Cada uno de sus acompañantes hizo luego sus propias observaciones. Uno dijo que el muerto entonces merece todo su respeto y él mismo intentará seguir su noble ejemplo. El otro, con sonrisa irónica preguntó al arbitro pitagórico: «Dime Juez, ¿qué es lo que ganó ese muerto tuyo con tanta integridad moral y honor? ¡Yo no veo en esto mucha gracia!»
Refiere Jamblichos que el árbitro no le contestó, pero ya sabia con seguridad de qué lado se encontraba la verdad en este litigio que no tenía testigos...
Otro Pitagórico, juez en una cuestión de considerable suma de dinero, antes de que comenzara el litigio convenció al demandado de que pagase cuatro talentos, y luego persuadió al demandante para que se contentase solamente con dos.
Teniendo la conformidad de ambos, falló luego que el deudor debía pagar al acreedor tres talentos. De esta manera el pitagórico con su sentencia equitativa, satisfizo plenamente a ambos litigantes, pues cada uno de ellos estaba convencido de que había ganado el litigio, porque uno recibió y el otro ahorró un talento más.
Existía en Lacedemonia una Ley sacro-religiosa, que prohibía levantar cualquier objeto caído en el santuario de Aesculapio de Epidauro.

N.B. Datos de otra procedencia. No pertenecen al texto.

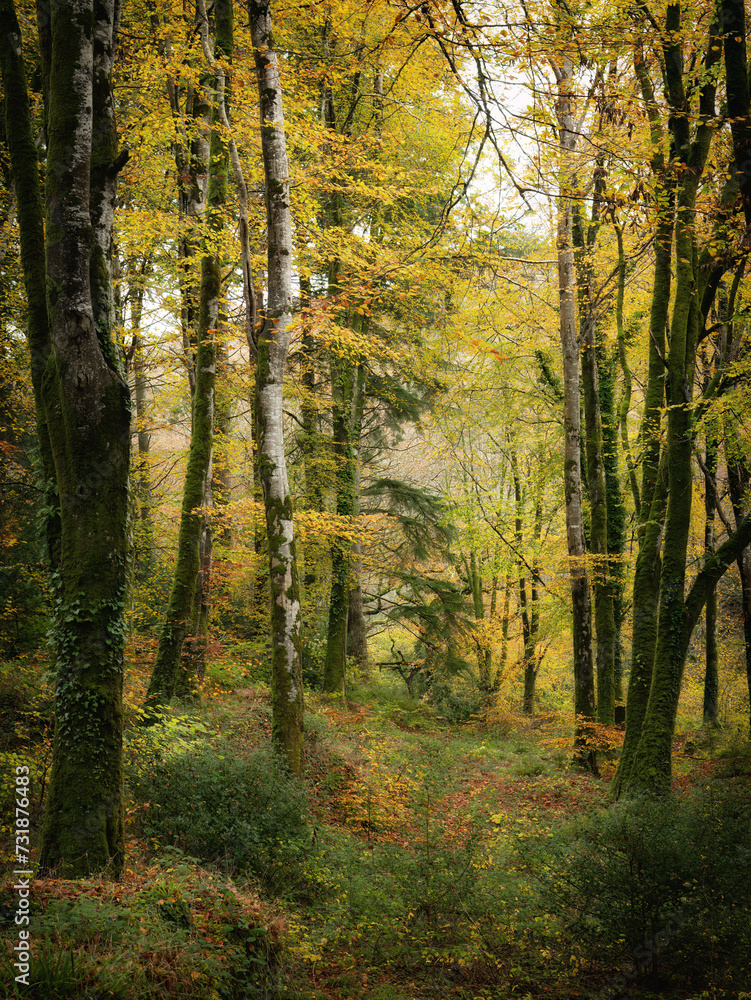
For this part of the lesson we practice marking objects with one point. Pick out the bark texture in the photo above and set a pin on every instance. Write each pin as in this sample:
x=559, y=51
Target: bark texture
x=272, y=347
x=84, y=403
x=584, y=692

A un peregrino, que llegó a buscar su salud desde la lejana Italia, se le cayó al suelo su monedero con todo el dinero. El pobre forastero estaba desesperado, hasta que un pitagórico, que por la casualidad se encontraba allí, le enseño que lo único que no debía levantar era el monedero caído sobre el suelo, pero no había inconveniente alguno en alzar su dinero, que estaba sobre el cuero del monedero...

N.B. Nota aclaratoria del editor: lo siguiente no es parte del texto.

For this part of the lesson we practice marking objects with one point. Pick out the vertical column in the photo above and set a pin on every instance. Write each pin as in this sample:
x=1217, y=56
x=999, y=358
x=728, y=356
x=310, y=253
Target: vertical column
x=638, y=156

El mismo autor nos refiere que dos socios de un negocio inventaron un hábil engaño. Depositaron una suma cuantiosa en la casa de un amigo, advirtiéndole que la devolución del dinero se realizaría por la solicitud de los dos. Pocos días después apareció uno de los socios y afirmando la conformidad del otro, recogió la suma depositada, desapareciendo luego.
El otro, inmediatamente se hizo presente, para levantar el dinero y al escuchar el relato de lo ocurrido, denunció al depositario, reclamando la suma que le había llevado el socio.
Fueron al litigio y el juez, un pitagórico, autorizó al socio denunciante a cobrar la suma reclamada, siempre que, según el convenio original, se presentara a hacerlo junto con el socio desaparecido.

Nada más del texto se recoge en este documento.